El hijo es restituido a su madre, es llamado de vuelta del sepulcro, arrebatado de él. ¿Y qué es esta tumba? Tu mismo. Tus malos hábitos, tu falta de fe. Este es el sepulcro del que Cristo os libra, este es el sepulcro del que volveréis a la vida si escucháis la Palabra de Dios.

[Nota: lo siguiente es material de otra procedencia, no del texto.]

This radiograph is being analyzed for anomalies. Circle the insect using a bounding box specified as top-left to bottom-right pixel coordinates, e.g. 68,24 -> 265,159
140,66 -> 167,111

Aunque tu pecado sea tan grave que no puedas lavarlo con tus lágrimas de arrepentimiento, la Iglesia, tu madre, la que intercede por cada uno de sus hijos como una madre viuda por su único hijo, llorará por ti. Pues lo siente con una especie de sufrimiento espiritual que le es natural cuando ve a su descendencia arrastrada a la muerte por vicios lamentables.


Que llore, pues, esta piadosa madre; Que la acompañe la multitud, y no una multitud, sino una gran multitud, y que muestre compasión hacia esta tierna madre. Entonces resucitarás en tu sepulcro y serás liberado; los portadores se detendrán y empezaréis a pronunciar las palabras de los vivos; todos quedarán asombrados. El ejemplo de uno corregirá a muchos y alabarán a Dios por habernos concedido tales remedios para escapar de la muerte.